The Process…of picking a favorite Sixers nickname
— Philadelphia 76ers (@sixers) March 30, 2017
Abdelnaby is one to drop a good nickname on a player, and the Sixers are certainly full of great nicknames, from The Process to The Homie Dario to my personal favorite for since-traded big man Ersan Ilyasova, The Professional. So what is Alaa’s favorite nickname on the team?
“Oooh, I like The Bus Driver,” he said. “We just haven’t heard enough of it this year because Jah’s kind of been up-and-down. Home Schoolin’. I kind of like that, because Richaun [Holmes] has been bringing it too. I can’t take full credit for that though, one of our cameramen and I were kibitzing about…I can’t take full credit.”
Zumoff did take full credit for his favorite nickname. “There was one phrase that, quite frankly I came up with, was ‘The Flight Brothers.’ That was when Iverson and…Larry Hughes were throwing alley-oops to each other.

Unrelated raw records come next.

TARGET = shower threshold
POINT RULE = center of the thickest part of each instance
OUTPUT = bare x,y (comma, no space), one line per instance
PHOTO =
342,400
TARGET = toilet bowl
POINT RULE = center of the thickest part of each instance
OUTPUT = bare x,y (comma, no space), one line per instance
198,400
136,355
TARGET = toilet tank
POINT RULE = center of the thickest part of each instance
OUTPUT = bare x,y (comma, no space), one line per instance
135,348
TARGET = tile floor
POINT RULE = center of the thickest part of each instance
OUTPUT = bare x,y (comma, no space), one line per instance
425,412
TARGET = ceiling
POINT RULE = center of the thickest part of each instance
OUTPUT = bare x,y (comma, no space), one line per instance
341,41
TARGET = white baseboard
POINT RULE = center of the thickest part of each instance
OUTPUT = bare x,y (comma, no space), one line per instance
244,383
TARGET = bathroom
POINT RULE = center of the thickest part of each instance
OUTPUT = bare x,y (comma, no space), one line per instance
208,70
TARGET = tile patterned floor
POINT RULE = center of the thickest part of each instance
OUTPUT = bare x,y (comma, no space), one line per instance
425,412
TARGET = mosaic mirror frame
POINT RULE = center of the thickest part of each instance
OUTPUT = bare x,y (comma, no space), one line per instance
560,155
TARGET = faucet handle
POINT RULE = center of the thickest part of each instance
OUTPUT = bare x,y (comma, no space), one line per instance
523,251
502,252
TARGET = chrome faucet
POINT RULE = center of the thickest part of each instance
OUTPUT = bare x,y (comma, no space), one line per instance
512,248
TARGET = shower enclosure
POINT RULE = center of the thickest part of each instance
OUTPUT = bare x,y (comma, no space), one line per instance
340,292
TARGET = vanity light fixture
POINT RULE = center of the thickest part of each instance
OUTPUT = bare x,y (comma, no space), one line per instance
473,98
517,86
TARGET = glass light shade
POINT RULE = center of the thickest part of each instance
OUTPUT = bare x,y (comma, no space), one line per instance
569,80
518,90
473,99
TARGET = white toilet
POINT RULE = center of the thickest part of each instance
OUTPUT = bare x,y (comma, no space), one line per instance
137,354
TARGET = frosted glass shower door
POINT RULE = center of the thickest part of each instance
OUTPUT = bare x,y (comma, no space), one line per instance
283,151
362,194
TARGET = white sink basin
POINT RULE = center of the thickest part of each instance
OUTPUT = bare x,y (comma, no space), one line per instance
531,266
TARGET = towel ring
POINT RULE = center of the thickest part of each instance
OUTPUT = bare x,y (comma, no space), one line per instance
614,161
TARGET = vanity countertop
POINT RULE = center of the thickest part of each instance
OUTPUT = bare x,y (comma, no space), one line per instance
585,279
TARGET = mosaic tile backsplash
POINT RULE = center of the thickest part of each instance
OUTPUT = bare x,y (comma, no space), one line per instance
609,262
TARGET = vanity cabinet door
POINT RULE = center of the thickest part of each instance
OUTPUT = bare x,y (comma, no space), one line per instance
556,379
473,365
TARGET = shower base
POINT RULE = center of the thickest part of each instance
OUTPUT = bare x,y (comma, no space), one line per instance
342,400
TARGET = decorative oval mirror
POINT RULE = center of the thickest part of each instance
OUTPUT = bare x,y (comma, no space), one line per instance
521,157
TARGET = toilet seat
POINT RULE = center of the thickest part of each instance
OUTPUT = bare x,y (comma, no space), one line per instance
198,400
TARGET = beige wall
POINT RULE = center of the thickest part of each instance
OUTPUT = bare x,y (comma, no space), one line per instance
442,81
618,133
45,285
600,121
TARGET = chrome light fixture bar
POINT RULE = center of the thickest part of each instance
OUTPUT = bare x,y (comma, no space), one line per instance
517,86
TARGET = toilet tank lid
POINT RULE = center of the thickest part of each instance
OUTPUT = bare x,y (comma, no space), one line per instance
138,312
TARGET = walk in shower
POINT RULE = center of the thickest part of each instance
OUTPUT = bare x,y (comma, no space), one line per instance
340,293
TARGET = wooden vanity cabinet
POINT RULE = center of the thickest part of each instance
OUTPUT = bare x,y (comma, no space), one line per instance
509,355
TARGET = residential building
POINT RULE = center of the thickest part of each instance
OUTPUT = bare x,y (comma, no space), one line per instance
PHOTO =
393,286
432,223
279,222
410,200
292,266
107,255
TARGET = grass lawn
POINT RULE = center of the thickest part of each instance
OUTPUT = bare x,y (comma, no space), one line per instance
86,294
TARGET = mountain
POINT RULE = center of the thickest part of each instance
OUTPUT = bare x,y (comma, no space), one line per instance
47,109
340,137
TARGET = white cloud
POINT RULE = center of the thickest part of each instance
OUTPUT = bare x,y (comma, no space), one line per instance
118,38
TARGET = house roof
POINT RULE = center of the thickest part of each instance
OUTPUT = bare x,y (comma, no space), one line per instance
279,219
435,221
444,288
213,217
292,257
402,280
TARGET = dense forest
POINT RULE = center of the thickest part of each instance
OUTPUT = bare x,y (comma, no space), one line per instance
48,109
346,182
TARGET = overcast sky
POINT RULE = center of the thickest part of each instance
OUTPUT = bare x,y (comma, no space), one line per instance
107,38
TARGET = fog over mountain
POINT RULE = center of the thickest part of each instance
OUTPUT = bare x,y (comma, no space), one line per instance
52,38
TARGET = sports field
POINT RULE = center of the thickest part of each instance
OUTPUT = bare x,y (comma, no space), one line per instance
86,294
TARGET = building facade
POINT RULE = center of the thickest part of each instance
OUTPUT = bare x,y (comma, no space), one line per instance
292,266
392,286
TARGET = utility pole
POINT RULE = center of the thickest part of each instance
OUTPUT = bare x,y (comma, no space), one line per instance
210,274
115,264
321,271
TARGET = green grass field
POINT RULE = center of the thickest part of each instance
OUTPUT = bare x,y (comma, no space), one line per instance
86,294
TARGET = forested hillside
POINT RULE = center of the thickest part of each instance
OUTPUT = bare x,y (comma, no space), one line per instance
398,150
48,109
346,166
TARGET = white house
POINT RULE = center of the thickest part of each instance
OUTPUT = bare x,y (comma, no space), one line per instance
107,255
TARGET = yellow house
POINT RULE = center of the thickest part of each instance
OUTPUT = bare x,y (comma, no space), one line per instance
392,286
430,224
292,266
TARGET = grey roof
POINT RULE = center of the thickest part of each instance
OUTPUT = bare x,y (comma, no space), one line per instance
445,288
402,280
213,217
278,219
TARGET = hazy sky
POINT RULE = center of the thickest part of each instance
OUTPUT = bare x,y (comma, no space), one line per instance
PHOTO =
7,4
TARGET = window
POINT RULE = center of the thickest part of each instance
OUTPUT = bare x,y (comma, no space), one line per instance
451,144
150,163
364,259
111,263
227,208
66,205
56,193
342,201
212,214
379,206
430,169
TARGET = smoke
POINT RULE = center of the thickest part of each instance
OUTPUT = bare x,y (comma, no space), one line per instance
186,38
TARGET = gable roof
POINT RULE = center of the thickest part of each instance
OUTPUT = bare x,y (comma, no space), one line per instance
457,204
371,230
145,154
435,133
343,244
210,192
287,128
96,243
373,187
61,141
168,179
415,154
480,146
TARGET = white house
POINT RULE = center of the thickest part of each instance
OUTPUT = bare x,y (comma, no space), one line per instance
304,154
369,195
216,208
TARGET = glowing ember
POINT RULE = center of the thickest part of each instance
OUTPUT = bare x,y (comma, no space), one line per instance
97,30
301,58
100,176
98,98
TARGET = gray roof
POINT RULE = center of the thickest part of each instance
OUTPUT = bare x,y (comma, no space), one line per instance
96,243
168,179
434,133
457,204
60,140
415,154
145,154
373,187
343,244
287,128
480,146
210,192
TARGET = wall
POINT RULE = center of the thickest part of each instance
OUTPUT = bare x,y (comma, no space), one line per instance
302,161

That was back in the day.”
Their favorite players to cover
Here it is. @TJMcConnell‘s winner.
Buckle up. pic.twitter.com/ZVFmD0r8gV
— Philadelphia 76ers (@sixers) January 12, 2017
Let’s be real, in Abdelnaby’s time in Philly, the talent level has not been great, so it wouldn’t have surprised me if it took him a minute to share who his favorite player might be. But before I could finish the question, he cut me off with his answer.
“T.J. McConnell. Because he’s the one guy on the team — notwithstanding Joel, but you’ve got to give me I’ve only seen Jo for 31 games; if it was T.J.’s 31 and Joel’s 31 it would be Joel hands down — but T.J. brings it every night, he seems to get the most out of very little. He’s not the fastest, he’s not the strongest, he’s not the quickest guy with the ball, he doesn’t have the meanest handle, but i’d take 15 of him over every guy on the court.”
That makes sense from a guy who, himself, never had top-level NBA talent. Abdelnaby was a journeyman in the NBA, so he admitted that experience has allowed him to share perspective on what it’s like for a lot of the guys on the Sixers, fighting for a spot in the league.
“There are more relatable guys (to my career) because I don’t know what it’s like to be a 10-time All-Star. That wasn’t my role. I was a journeyman. I was a guy that tried to hang on to teams and bring what I could bring, so I know what it’s like to maybe next year not be in the league.
“I see what these guys are going through. Let’s say, right now we’re not playing for the record, because I think if anything this team is trying to not win as many games so they can get a better lottery pick. They won’t say that, and nor should they. But the players can’t play that way. The players gotta play for a job. And I know what that’s like.”
Zumoff has a bit more Sixers perspective, so rather than ask his favorite player on the current team, I asked about his favorite since he’s been covering the team.
“And you can’t say me,” Abdelnaby chimed.
“Those were a magical three games,” I quipped.
“Oh, man,” he said, “those were a magical 10 days.”
“We got stories from those 10 days,” Zumoff joked.
“Yes I do,” Abdelnaby laughed. “Yes I do.”
Answering earnestly, Zumoff said, “you’d almost have to qualify it because I did halftimes for 13 years. To that point, my first year was the championship year in ‘82-83, so you could start to review that. But of course I’m a lifelong fan before that. I go back to the first year, when they came here from Syracuse. I could go back to like Hal Greer, Wilt Chamberlain and those guys.
“As the play-by-play guy, going back 23 years, it would have to be Allen Iverson, only because I think he loved playing more than anybody love doing anything they were passionate about.
“Sure there was the ‘practice’ rant and that sort of thing,” he admitted, “but when it came to ‘it’s time to play’ he would do anything to play. He played hurt, he played ill, and he played with a passion that will always endear him to Sixer fans.”